Por fim, vou reprisar aqui a indicação para você ler a cobertura especial que eu, Renan Guerra, Marcelo Costa, Manoel Magalhães e Janaina Azevedo fizemos do Primavera Sound lá no Scream & Yell.
Pra fechar, deixo vocês com outra grande canção de Cabeça Dinossauro, talvez a que melhor previu a era do burnout: “Tô Cansado”.
“Tô cansado de trabalhar
Tô cansado de me ferrar
Tô cansado de me cansar
Tô cansado de descansar”.
Nada não, foi só uma semana corrida. Mas lá vem outra e outra, até que a gente ache que pode parar – e não para não. Nos vemos na semana que vem.
Um abraço,
Bruno Capelas
PS: Este texto foi escrito ao som de Cabeça Dinossauro, do Titãs, entre uma viagem de ônibus da rua Cenno Sbrighi até a Santa Cecília, e também na madrugada de quarta para quinta-feira. Eu juro que queria retomar o ritmo de escrever esta newsletter sem ser na véspera, mas não tá rolando. Quem sabe… bem, sei lá.
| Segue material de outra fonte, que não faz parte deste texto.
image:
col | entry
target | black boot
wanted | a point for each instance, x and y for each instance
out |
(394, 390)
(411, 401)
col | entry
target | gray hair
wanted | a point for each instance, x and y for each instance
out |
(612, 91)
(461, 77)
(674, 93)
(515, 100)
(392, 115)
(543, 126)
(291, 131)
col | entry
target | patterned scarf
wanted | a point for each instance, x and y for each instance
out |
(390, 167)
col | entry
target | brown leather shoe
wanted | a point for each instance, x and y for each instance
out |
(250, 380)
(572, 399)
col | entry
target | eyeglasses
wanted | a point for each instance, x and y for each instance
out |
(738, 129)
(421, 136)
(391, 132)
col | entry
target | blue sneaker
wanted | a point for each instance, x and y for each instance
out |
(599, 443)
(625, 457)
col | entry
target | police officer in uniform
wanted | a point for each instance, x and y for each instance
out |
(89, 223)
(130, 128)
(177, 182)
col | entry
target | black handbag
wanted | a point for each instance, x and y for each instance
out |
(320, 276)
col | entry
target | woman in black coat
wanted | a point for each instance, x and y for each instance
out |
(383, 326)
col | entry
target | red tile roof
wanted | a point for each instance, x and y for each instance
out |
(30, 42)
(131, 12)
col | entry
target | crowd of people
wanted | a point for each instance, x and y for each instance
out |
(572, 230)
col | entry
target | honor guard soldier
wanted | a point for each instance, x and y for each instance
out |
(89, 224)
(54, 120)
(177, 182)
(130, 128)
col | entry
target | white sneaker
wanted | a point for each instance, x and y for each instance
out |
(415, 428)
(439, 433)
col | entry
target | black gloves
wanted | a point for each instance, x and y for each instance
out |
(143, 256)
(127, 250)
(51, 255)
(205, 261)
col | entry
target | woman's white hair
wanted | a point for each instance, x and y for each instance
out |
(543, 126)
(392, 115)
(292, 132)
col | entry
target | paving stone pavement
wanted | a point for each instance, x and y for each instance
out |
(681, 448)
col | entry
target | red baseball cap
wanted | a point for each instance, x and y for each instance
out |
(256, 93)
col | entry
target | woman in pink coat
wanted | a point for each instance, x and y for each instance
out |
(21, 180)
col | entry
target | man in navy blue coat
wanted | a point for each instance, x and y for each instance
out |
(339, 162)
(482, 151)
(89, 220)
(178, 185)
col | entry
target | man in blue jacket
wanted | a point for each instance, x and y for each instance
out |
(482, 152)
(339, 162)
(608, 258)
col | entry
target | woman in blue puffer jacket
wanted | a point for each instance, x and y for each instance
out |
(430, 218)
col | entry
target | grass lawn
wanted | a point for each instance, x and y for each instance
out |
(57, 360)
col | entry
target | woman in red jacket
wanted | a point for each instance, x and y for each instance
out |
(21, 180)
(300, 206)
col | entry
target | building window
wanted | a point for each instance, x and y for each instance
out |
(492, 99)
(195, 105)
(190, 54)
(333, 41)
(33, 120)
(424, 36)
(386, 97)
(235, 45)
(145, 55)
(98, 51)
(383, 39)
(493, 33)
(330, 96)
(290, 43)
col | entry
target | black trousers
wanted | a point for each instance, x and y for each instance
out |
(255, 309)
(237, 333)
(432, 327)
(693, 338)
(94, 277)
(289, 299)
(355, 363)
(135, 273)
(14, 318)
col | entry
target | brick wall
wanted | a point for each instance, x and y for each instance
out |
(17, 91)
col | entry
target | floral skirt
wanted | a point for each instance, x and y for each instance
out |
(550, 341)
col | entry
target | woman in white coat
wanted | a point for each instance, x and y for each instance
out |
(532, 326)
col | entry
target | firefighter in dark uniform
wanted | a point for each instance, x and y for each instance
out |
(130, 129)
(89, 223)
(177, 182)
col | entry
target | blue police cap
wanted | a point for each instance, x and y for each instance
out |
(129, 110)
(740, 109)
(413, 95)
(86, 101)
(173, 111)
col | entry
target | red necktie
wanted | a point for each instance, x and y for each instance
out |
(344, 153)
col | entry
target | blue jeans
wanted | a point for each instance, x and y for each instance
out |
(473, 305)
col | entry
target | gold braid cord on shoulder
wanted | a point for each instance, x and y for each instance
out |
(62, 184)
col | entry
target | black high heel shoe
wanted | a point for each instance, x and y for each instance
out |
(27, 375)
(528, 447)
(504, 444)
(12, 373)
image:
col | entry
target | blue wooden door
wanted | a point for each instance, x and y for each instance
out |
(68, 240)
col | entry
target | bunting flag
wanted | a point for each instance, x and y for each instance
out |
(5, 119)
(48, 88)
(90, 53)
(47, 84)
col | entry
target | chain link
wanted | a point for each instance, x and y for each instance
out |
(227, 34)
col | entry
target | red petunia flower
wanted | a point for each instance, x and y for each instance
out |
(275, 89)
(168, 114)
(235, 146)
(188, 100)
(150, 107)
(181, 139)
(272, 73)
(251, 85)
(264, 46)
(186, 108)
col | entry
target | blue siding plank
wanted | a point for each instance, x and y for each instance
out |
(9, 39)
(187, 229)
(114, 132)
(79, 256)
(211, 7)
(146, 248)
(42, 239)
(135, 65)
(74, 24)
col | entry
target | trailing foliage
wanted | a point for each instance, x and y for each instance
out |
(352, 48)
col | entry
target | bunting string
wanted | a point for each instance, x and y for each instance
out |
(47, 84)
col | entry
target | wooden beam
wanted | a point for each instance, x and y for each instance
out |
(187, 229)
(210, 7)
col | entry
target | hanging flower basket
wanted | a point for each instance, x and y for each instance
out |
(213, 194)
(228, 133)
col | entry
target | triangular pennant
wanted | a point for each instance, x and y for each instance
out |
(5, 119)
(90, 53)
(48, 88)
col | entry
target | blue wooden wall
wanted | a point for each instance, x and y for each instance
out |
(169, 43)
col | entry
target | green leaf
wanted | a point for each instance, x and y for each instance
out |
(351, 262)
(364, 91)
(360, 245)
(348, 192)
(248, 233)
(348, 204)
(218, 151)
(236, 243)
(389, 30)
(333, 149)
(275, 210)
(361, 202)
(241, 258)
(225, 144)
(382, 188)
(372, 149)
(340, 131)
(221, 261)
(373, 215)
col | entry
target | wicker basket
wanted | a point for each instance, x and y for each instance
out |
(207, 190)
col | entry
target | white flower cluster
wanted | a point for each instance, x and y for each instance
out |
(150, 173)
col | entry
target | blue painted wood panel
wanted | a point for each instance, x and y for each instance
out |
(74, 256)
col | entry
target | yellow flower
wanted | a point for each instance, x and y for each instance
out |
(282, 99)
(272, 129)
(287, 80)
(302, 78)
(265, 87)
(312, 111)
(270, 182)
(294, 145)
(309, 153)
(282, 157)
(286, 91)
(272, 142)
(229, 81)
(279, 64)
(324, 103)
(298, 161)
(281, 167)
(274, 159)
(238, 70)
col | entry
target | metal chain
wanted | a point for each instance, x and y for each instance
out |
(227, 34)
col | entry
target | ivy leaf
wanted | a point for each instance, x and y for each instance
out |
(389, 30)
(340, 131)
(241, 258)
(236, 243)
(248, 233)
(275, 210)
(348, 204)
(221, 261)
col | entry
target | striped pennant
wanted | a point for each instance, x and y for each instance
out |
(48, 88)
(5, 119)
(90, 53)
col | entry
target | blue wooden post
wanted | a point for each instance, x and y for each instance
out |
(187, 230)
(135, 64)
PS2: Não quero criar expectativas, mas meu plano para semana que vem é trazer outro guia de compras, tipo o que eu fiz com itens de bar. A ideia? Ajudar a você a gastar a primeira parcela do 13º salário e aproveitar as promoções da Black Friday para equipar seu bar. Para quem quiser já ir fuçando algumas coisas, eu fiz uma thread no Twitter com algumas ofertas que andei vendo por aí.
PS3: Torçam para eu conseguir o ingresso para ver o Titãs. E para eu conseguir entregar todos os textos que eu preciso entregar nesta semana. São pelo menos oito (e seis já foram), mas ainda falta. Espero que meus dedos ainda saibam digitar até o fim de semana.